マーケティング活動のアカウンタビリティをどう実現するのか。ダイレクトレスポンス広告を用いるA社の事例を紹介する(写真はイメージ)

 日本大百科全書によると、学際的研究とは「1つの目的と関心のもとに、多くの隣接する学問領域が協業して研究するもの」である。たとえば、管理会計分野とマーケティング分野との学際的研究がある。わが国において、この研究は1940年代以降から行われている。

 海外に目を転じると、ロビン・ロスレンダーとリチャード・ウィルソンが、2012年に管理会計分野とマーケティング分野との学際的研究分野において将来重要性が高まるであろう論点を紹介している。その1つが、「マーケティングアカウンタビリティ」(marketing accountability)、つまり各マーケティング活動におけるアカウンタビリティである。

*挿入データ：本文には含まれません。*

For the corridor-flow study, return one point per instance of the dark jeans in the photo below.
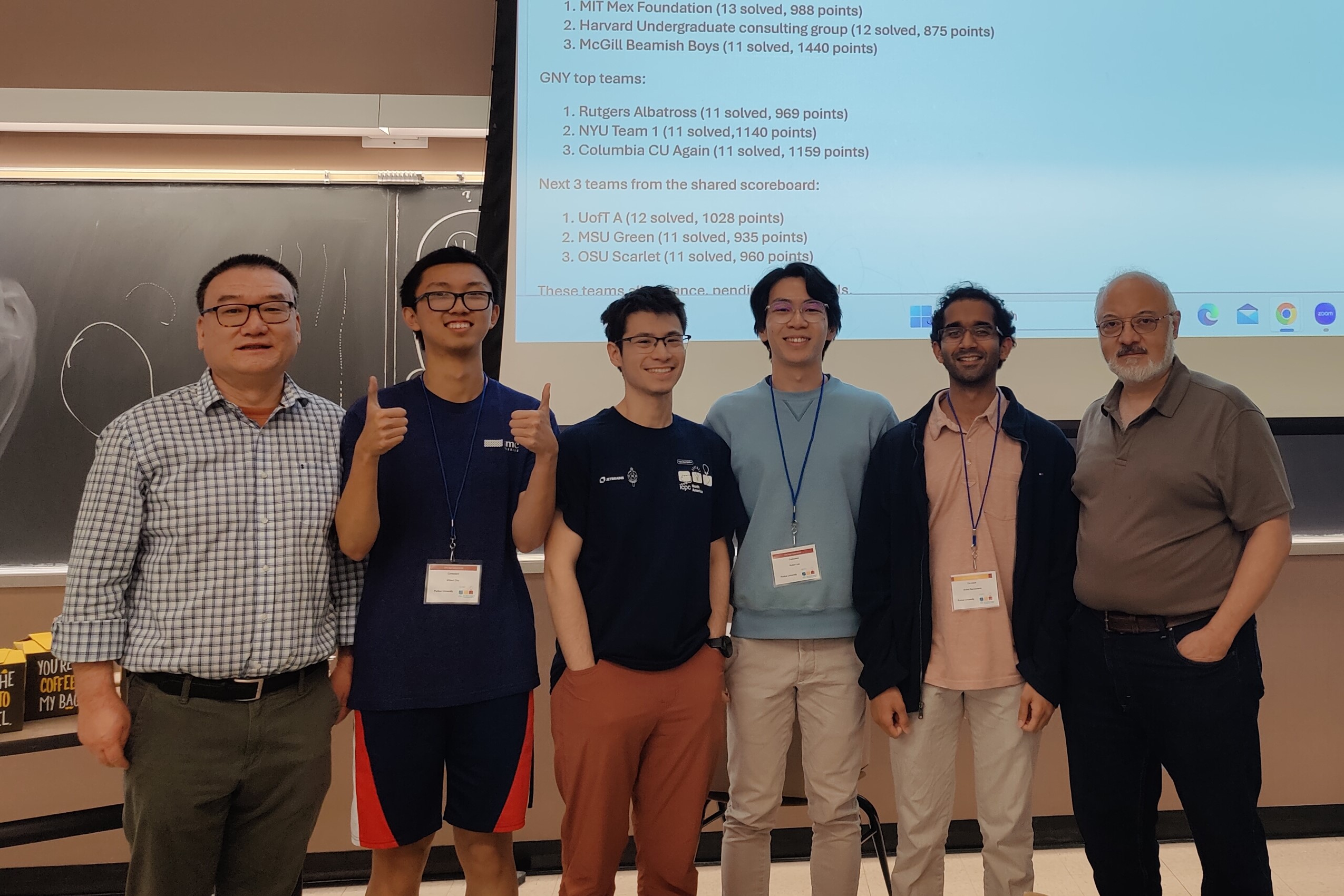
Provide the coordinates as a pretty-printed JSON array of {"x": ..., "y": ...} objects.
[
  {"x": 1132, "y": 706},
  {"x": 222, "y": 797}
]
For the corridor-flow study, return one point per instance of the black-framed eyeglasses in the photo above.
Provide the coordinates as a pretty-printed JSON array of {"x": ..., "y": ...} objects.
[
  {"x": 644, "y": 344},
  {"x": 981, "y": 334},
  {"x": 473, "y": 300},
  {"x": 1113, "y": 327},
  {"x": 237, "y": 314},
  {"x": 812, "y": 311}
]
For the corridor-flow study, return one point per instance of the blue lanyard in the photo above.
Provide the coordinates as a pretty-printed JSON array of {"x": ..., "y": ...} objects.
[
  {"x": 453, "y": 507},
  {"x": 796, "y": 492},
  {"x": 966, "y": 471}
]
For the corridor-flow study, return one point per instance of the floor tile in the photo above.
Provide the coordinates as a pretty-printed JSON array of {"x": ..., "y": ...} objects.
[{"x": 1301, "y": 868}]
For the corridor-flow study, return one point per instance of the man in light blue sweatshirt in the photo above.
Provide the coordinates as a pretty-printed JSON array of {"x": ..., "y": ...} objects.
[{"x": 800, "y": 445}]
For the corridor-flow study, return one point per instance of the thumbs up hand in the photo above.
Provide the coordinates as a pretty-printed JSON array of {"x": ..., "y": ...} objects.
[
  {"x": 533, "y": 429},
  {"x": 385, "y": 427}
]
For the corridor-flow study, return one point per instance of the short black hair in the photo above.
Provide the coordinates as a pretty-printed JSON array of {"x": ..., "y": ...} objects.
[
  {"x": 660, "y": 300},
  {"x": 959, "y": 292},
  {"x": 246, "y": 260},
  {"x": 819, "y": 289},
  {"x": 446, "y": 256}
]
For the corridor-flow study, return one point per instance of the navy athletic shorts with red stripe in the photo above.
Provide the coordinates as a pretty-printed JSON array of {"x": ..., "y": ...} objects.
[{"x": 401, "y": 758}]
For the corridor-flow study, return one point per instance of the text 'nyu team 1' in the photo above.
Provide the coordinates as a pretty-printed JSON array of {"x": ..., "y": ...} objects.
[{"x": 240, "y": 531}]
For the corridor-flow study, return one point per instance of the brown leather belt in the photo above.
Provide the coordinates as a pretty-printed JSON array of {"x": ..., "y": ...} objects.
[
  {"x": 233, "y": 689},
  {"x": 1128, "y": 624}
]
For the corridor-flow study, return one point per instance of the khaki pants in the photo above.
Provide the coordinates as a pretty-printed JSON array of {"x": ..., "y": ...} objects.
[
  {"x": 771, "y": 681},
  {"x": 644, "y": 738},
  {"x": 924, "y": 765},
  {"x": 222, "y": 797}
]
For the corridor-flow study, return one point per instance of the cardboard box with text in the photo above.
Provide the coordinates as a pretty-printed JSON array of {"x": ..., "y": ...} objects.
[
  {"x": 14, "y": 667},
  {"x": 50, "y": 689}
]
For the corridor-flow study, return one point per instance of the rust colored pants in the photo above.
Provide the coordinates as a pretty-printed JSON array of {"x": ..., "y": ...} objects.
[{"x": 644, "y": 738}]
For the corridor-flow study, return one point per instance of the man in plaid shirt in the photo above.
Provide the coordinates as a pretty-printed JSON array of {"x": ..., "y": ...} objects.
[{"x": 204, "y": 563}]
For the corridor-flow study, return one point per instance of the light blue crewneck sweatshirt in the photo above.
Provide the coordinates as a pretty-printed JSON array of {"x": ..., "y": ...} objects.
[{"x": 829, "y": 505}]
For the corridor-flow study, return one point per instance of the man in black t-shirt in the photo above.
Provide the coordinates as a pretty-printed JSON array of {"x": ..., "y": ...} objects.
[{"x": 637, "y": 579}]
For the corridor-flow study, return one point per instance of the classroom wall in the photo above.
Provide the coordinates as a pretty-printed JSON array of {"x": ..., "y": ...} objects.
[
  {"x": 297, "y": 46},
  {"x": 221, "y": 152},
  {"x": 1299, "y": 726}
]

 管理会計分野とマーケティング分野との学際的研究において、「アカウンタビリティ」は比較的新しい論点である。

 そもそもアカウンタビリティという概念は、一般に「説明責任」と訳出することが多い。しかし、会計領域では、アカウンタビリティを「会計責任」とする。

 これは財産の受託者が委託者に対して負う責任という意味である。たとえば株式会社では、株主が会社へ出資すると、経営者に受託責任が生じる。経営者は、会計期間終了後の株主総会で受託責任の結果を報告し、承認を得る。このようなアカウンタビリティのことを、「財務会計上のアカウンタビリティ」と呼ぶ。

 一方、企業には「管理会計上のアカウンタビリティ」も存在する。すなわち、企業内部の利害関係者に対しての説明責任である。